Special Correspondent

Udhagamandalam: With the awe-inspiring, beautiful hills of the Nilgiris having exposed their dark side and taken many lives, the clamour for action to protect them has become strident.

Lamenting that the serene hills have over the past few days become a source of fear, people representing a cross section of the society, particularly green activists, opined to The Hindu here that only through swift damage control measures can a change be brought in the current mental makeup of the society.

Meanwhile the probable causes for the catastrophe have started doing the rounds. Honorary Director of the Nilgiri Documentation Centre (NDC) Dharmalingam Venugopal handed over a copy of a compilation, “Planning for development with conservation in hill areas with special reference to the Nilgiris”, sponsored by the Union Planning Commission (UPC) and prepared by the Save Nilgiris Campaign in 2005, to the Nilgiris Collector Anandrao V.Patil on Wednesday. Mr.

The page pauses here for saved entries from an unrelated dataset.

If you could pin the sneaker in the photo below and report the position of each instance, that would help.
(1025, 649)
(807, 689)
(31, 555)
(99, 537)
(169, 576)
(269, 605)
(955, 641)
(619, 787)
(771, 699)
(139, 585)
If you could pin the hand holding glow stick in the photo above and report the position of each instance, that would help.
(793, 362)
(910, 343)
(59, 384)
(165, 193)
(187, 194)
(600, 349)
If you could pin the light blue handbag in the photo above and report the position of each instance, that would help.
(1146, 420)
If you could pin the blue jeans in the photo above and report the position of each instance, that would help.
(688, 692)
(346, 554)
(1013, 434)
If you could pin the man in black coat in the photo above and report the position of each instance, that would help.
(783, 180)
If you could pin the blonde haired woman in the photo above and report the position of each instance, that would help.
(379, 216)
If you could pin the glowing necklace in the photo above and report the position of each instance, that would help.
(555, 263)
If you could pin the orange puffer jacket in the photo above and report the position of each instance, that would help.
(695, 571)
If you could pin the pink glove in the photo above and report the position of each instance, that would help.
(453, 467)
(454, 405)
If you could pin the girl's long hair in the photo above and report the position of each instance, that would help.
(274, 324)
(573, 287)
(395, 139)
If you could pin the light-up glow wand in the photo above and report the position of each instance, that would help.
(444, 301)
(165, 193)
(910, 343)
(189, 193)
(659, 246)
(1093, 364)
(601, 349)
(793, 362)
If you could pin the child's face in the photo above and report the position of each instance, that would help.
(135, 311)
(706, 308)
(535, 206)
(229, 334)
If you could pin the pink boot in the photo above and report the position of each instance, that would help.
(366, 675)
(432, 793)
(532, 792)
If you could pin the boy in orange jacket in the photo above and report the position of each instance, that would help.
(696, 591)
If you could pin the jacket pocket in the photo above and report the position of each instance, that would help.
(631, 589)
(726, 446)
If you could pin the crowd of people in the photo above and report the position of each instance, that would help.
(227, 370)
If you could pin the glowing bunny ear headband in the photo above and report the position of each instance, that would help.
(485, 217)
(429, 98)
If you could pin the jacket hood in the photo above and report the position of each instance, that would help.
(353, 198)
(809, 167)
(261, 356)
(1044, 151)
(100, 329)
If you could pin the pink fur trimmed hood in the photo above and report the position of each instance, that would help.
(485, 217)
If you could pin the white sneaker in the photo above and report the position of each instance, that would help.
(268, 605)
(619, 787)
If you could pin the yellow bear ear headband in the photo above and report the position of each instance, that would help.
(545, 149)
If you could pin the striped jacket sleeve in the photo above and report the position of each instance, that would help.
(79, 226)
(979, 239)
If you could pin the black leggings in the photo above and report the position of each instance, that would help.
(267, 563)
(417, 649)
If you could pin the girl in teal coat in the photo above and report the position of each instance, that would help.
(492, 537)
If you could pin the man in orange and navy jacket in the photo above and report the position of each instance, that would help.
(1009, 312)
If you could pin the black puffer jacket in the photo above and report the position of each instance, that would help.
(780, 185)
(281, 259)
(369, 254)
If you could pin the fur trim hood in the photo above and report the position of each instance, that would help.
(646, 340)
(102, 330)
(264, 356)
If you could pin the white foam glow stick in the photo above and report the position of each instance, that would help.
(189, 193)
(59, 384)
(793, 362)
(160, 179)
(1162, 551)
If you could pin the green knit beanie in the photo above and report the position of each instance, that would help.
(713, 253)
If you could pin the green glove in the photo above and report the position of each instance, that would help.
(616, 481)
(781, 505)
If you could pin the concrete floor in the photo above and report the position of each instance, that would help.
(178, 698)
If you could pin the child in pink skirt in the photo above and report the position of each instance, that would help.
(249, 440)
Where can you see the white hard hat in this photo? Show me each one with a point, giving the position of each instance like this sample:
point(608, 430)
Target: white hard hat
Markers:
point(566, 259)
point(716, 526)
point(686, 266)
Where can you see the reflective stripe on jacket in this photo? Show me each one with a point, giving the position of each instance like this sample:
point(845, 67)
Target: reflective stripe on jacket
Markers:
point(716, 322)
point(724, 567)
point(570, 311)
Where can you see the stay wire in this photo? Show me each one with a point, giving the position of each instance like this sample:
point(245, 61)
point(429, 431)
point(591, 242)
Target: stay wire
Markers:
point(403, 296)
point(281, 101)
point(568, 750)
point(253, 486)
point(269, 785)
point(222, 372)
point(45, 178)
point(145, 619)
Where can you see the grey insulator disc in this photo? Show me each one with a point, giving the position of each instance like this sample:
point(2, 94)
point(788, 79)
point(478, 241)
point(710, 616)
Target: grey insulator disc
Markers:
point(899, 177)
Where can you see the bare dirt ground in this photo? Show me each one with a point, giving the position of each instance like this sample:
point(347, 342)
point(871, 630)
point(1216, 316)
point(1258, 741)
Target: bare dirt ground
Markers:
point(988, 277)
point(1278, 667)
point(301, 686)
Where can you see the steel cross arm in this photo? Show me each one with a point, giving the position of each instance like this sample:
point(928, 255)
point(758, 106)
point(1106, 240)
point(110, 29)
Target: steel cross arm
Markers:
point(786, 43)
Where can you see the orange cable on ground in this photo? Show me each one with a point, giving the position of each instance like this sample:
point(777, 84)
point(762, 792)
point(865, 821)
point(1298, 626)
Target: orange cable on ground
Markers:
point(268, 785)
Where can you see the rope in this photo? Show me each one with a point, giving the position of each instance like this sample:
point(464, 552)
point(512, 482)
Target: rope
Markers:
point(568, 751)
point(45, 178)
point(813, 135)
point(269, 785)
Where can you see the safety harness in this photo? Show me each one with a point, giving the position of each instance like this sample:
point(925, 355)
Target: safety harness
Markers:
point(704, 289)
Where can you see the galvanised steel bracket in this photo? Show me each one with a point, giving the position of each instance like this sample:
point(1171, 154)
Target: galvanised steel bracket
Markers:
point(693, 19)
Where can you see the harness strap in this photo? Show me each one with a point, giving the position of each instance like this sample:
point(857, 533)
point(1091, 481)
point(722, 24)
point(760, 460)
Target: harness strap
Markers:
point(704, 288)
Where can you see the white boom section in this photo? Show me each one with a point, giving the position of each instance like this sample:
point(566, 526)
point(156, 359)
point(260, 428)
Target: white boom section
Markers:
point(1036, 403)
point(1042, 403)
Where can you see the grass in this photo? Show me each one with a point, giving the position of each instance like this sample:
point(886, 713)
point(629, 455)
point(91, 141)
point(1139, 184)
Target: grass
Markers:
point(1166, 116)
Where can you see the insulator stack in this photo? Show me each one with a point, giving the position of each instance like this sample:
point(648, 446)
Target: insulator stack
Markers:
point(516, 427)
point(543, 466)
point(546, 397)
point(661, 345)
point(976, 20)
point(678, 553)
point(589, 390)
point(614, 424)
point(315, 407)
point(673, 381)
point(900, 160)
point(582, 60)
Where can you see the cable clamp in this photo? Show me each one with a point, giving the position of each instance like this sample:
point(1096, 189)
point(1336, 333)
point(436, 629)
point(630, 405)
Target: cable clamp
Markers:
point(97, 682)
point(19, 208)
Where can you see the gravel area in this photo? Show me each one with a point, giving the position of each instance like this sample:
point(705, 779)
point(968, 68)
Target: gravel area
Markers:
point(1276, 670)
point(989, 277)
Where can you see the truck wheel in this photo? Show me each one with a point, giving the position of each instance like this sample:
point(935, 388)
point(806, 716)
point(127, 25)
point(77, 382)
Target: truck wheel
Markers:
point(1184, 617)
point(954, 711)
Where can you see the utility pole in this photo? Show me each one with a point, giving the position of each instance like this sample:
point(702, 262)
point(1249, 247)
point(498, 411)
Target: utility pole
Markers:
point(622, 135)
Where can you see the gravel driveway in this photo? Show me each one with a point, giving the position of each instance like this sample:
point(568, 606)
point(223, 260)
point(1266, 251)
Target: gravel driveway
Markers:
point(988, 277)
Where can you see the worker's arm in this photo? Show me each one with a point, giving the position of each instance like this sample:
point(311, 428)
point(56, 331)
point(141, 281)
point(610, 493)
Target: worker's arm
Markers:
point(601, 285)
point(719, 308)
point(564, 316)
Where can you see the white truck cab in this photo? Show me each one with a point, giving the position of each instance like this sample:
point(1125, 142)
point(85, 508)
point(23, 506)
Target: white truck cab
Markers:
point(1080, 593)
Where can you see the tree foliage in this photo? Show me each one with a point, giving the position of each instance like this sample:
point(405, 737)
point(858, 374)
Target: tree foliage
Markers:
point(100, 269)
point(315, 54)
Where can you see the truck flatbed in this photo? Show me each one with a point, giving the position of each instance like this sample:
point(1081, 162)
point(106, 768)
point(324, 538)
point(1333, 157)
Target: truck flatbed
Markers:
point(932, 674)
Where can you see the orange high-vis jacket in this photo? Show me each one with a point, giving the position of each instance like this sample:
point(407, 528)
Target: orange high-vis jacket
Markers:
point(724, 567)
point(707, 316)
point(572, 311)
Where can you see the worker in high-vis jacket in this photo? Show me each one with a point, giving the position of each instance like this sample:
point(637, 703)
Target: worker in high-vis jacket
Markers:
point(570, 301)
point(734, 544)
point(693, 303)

Venugopal said that steps to reverse the trend vis-À-vis ecologically harmful practices cannot brook further delay.

Mr.Patil promised that as soon as the focus shifts from relief and restoration, high priority would be accorded to identifying the factors which contributed to the recent natural calamity which claimed many lives and caused extensive damage.Appropriate remedial measures would be taken.

Mr.Venugopal has also urged the Deputy Chairman of the Planning Commission Montek Singh Ahluwalia and the Union Minister for Environment and Forests Jairam Ramesh to find out whether the recent unprecedented developments in the Nilgiris were in tune with the warning of climatologists that mountains will be the first to feel the impact of climate change.

He hoped that the Nilgiris will figure in the United Nations Climate Change Conference in Copenhagen.

Mr.Ahluwalia has asked him to apprise member of the Planning Commission Kasturirangan.

The President, All India Women’s Conference, the Nilgiris Chapter Indu K.Mallah said that steps should be taken to declare the Nilgiris as a protected area and the Master Plan introduced in the early 1990s revived.

Indiscriminate building activities should be stopped and henceforth all building proposals should be thoroughly vetted by an expert team of engineers and architects to ensure that they do not de-stabilise the surrounding region. Illegal quarrying and tree-felling should be stopped with immediate effect. Indigenous farming practices should be encouraged. Encroachments on hill sides and other sensitive areas should be dealt with firmly. Mass afforestation programmes should be undertaken in a planned manner and the services of committed NGOs and individuals should be used to strengthen the hands of the administration.